Executives for both companies have included growth tactics with their first-quarter results but it is hard not to stare at the pair’s disappointing numbers.
According to Fingerprint Cards‘ interim Q1 report, the company had loss of 70 million Swedish kronor, or SEK 0.17 per share, on revenue of SEK 117 million for the period ending March 31. That compares with a loss of SEK 26 million, or SEK 0.09, on revenue of SEK 300 million.
Zwipe has issued an abbreviated financial statement for the same period, making it difficult to draw many comparisons to previous periods or to its competitors. The information released shows the company, generally, in a positive light.
The company reported “an underlying average monthly operating negative cash flow” of 8.2 million Norwegian kroner (US$767,000) compared to a negative cash flow of NOK 8.5 million ($795,000) in the same period a year ago.
Total revenue was NOK 1.7 ($159,000) for the first quarter compared to revenue of NOK 600,000 ($56,000) a year ago.
Executives said cash and cash equivalents at the end of the quarter were NOK 122 million ($11.4 million) in the quarter, about NOK 100 million ($9.4 million), of which came in via rights issue.
Cash and equivalents otherwise would have been closer to SEK 22 million ($2.1 million) compared to cash and equivalents of SEK 131 million ($12.6 million) at the end of the first quarter of 2022, according to the company. Cash levels were SEK 51 million ($4.9 million) in the last quarter of 2022.
In his quarterly statement, Zwipe CEO Robert Puskaric says market adoption of biometric payment cards – such as his Pay product — “is undeniably slower than we would like.” But he says smart card makers, Zwipe’s customers, are showing “strong interest” in getting biometric cards in consumers’ hands.

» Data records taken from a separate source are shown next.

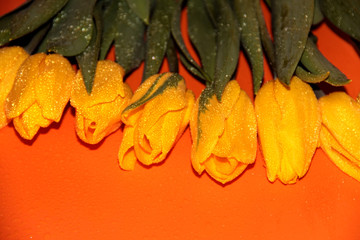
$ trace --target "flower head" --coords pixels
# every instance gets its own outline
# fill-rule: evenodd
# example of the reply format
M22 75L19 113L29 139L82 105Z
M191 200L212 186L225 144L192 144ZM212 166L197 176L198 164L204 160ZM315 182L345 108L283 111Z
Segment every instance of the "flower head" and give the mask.
M255 99L255 111L269 181L295 183L318 144L321 118L313 90L297 77L288 87L269 81Z
M163 161L188 125L194 101L178 74L153 75L143 82L123 112L120 167L132 170L136 160L145 165Z
M319 100L320 146L343 172L360 181L360 103L344 92Z
M29 54L21 47L0 49L0 128L9 122L5 114L5 100L14 84L18 69L28 57Z
M248 95L230 81L221 102L211 89L197 100L190 121L193 139L191 161L196 172L204 170L226 183L239 176L256 157L256 118Z
M76 74L70 103L76 109L76 133L89 144L96 144L121 125L121 112L132 96L123 83L124 69L110 60L97 63L94 85L88 94L81 71Z
M7 118L23 138L30 140L40 127L60 121L74 77L59 54L38 53L23 62L5 104Z

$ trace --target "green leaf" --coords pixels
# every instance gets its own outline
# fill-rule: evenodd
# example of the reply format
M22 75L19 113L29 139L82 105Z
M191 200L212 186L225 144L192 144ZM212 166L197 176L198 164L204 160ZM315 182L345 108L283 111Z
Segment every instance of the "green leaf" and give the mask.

Most of the proceeds from the rights issue will be funneled to Pay commercialization efforts. In the meantime, Puskaric says, the company’s Access security line appears to be finding market acceptance.
The company has focused on sales into the United States and Nordic nations, resulting in 15 proofs of concept that he says could graduate to execution “in the coming months.”
Access products are attractive right now to Fingerprint Cards, too.
That market, according to a statement issued by Fingerprint Cards CEO Ted Hansson, “will grow the fastest over the short term.” That technology will get sizeable research-and-development investments within the company, Hansson says.
As part of this push, the company will work with a startup, Flywallet, to introduce biometrics products to wearables hardware, specifically in Europe.